Resturlaub in den neuen Job mitnehmen?

Hinsichtlich ihres Urlaubsanspruches geht es den Arbeitnehmern in Deutschland daher so richtig gut. Doch was ist nun eigentlich, wenn du bei einem Arbeitgeberwechsel deinen jährlichen Urlaubsanspruch noch nicht aufgebraucht hast? Prinzipiell hast du gemäß §7 Abs. 4 des Bundesurlaubsgesetzes Anspruch auf Urlaub, der aufgrund der Beendigung des Arbeitsverhältnisses nicht oder nicht gänzlich genommen werden konnte. Dennoch muss hierbei zwischen zwei verschiedenen Fällen unterschieden werden:

Fall 1: Kündigung bis zum 30. Juni

Das Gesetz unterscheidet deinen Anspruch auf Resturlaub nämlich je nachdem, ob du in der ersten oder zweiten Hälfte des Jahres den Arbeitgeber wechselst.

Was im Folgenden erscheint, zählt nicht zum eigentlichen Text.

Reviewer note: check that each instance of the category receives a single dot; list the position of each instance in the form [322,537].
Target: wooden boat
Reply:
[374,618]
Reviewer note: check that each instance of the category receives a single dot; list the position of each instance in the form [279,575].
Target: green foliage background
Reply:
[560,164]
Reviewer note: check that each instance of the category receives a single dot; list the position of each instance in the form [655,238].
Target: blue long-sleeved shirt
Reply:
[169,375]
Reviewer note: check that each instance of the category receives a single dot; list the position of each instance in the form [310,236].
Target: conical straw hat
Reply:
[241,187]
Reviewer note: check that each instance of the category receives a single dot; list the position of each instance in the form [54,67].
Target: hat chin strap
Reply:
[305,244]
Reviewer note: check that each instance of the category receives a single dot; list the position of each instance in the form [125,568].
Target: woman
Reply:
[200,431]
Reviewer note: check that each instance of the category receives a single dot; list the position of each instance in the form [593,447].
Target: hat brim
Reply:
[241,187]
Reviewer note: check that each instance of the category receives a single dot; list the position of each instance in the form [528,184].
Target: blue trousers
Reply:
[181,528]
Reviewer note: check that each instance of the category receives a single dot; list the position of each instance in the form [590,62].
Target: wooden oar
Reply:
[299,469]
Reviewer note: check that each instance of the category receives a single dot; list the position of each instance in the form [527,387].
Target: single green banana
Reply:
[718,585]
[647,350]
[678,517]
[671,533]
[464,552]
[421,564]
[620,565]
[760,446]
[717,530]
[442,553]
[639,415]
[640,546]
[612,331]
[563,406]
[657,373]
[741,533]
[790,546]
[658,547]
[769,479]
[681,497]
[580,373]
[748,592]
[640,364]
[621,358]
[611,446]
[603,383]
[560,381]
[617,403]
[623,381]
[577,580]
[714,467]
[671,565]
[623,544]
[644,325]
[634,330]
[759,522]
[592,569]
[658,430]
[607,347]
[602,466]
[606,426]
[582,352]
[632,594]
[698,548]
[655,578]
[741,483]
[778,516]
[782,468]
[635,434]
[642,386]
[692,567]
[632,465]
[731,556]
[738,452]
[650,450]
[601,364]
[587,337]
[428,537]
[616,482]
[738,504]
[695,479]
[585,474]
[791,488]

Bei einer Kündigung vor dem 30. Juni hast du bei deinem alten Arbeitgeber einen anteiligen Urlaubsanspruch in Höhe von 1/12 des Jahresurlaubs für jeden Monat, den du im Unternehmen beschäftigt warst. Das bedeutet, dass dir dein ehemaliger Arbeitgeber die noch ausstehenden Urlaubstage auszahlen muss. Deinen restlichen Jahresurlaub kannst du dann beim neuen Arbeitgeber geltend machen. Bei diesem hast du nämlich ebenfalls Anspruch auf 1/12 des Jahresurlaubs für jeden vollen Monat in seinem Unternehmen. Hast du bei deinem alten Arbeitgeber bereits alle Urlaubstage für das Jahr abgegolten, stehen dir bei deinem neuen Arbeitgeber keine Urlaubsansprüche mehr zu. Es sei denn, du triffst im Arbeitsvertrag abweichende Vereinbarungen.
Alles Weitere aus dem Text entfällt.